Tokenize Text
Last updated
Last updated
There are two ways to access. One is to access from 'Add' (Plus) button.
Another way is to access from a column header menu.
Column to Tokenize - Set the text column you want to split or tokenize.
Tokenize By - The default is "words". Select the unit of token from
Words
Sentences
Keep Other Columns - The default is FALSE. Whether existing columns should remain.
Keep Original Column - Whether input column should be removed. The default is No.
With Sentence ID - Whether the sentence ID should be in the output. The default is Yes
Remove Stopwords - Default is Yes.
Language for Stopwords - By default it is automatically selected based on the content of the text.
Additional Stopwords - Words to be added to the default set of stopwords.
Exclude from Stopwords - Words to be excluded from the default set of stopwords.

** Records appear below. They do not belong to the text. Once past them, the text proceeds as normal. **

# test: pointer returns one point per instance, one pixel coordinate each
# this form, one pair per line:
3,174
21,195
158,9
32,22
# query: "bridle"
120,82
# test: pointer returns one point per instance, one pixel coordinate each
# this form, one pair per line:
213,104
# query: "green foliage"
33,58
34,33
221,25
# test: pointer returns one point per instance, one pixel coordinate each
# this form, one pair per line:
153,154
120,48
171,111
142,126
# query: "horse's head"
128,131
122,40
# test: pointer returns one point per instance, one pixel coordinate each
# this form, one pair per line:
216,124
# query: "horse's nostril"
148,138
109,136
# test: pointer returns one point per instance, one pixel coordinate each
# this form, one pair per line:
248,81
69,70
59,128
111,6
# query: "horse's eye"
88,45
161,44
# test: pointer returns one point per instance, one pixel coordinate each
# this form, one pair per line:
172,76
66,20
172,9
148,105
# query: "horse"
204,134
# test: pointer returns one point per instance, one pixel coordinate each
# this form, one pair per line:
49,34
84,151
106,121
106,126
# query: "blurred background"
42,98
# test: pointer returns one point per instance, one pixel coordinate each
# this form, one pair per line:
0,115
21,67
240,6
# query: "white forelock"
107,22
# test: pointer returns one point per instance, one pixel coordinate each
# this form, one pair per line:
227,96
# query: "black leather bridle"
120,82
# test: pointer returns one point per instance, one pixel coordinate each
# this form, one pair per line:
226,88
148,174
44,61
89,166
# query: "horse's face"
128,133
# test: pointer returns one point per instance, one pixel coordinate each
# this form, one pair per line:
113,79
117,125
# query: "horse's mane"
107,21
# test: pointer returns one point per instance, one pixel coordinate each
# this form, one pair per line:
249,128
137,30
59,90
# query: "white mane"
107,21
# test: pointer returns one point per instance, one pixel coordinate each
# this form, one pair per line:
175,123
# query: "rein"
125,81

Words To Be Treated As One Word - If a word or phrase that should be treated as one token is separated into multiple tokens, it can be fixed by specifying the word/phrase here.
Remove Punctuations
Remove Numbers
Clean Up Twitter Data - Whether to remove hashtag (starts with #) and mention (starts with @). The default is No.
Remove Hiragana Only Words - You can treat often meaningless short Japanese Hiragana words as stopwords altogether by selecting an option here.
Column Name for Output Data - The default is "token". Set a column name for the new column to store the tokenized values.
Format for Output Data - Format for the output tokens. The default is lowercase.
Lowercase
Titlecase
Uppercase